Excessive interest in forecasting quarterly results, cognitive bias and inability of industries to forecast their own performance accurately are behind the ‘outlandish valuations’ of consumer stocks, according to a research by Kotak Institutional Equities. 

“We believe the Street needs to review its valuation approach and arguments for consumer stocks,” said Sanjeev Prasad, who heads institutional equities at Kotak and is among the authors of the report.

According to data from the report, most consumer stocks are trading at 40-60 times the one-year forward price-to-earnings ratio, which is a measure used to verify if a stock justifies its earnings. “Most consumer stocks have delivered poor returns over the past 3-5 years , despite a disproportionate share of positive ratings,” Mr.
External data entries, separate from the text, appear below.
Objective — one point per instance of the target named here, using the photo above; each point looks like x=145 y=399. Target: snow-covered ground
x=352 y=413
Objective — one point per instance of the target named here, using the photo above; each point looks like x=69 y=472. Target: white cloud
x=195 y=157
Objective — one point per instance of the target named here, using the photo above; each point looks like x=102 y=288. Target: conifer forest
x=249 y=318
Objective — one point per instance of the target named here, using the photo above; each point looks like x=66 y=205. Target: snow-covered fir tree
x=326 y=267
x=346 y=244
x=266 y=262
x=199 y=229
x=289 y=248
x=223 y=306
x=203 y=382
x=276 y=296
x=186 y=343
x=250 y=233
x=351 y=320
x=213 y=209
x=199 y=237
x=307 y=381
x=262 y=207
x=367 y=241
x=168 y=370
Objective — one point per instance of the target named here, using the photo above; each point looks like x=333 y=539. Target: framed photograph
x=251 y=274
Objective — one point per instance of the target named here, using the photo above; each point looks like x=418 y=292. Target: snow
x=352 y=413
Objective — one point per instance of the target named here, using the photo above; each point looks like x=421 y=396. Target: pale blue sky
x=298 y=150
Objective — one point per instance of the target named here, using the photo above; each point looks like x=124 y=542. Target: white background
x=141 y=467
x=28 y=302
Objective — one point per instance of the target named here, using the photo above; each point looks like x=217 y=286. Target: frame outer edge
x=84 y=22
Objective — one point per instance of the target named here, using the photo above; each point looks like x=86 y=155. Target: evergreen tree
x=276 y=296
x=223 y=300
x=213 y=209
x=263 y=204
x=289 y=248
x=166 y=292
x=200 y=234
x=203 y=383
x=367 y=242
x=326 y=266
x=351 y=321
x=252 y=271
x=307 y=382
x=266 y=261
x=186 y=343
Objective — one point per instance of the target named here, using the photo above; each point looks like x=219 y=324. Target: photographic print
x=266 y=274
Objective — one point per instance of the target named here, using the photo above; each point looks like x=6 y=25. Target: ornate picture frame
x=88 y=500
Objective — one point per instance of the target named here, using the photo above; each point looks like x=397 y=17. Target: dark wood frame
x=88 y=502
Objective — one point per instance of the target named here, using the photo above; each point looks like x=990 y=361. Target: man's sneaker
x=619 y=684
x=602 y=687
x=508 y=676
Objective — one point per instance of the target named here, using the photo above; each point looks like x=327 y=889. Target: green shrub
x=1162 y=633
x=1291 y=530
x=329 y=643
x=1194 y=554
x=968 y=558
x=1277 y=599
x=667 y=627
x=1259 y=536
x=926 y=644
Prasad said.

He said that popular sentiment had missed the changes in the business model of the companies as they “hope quarterly earnings may recover to 2010 levels”, use historical valuations benchmark even after they had become irrelevant, and excessive focus on quarterly results driven by consumer demand.

“The fact that the stocks have not gone anywhere for years does not seem to be bothering anyone, severe cognitive biases and overconfidence of companies about their ability to forecast events in an era of climate change and technological disruptions and the misguided belief among analysts and investors about their ability to forecast stock prices and developments based on companies’ guidance are the reasons behind this,” the authors said.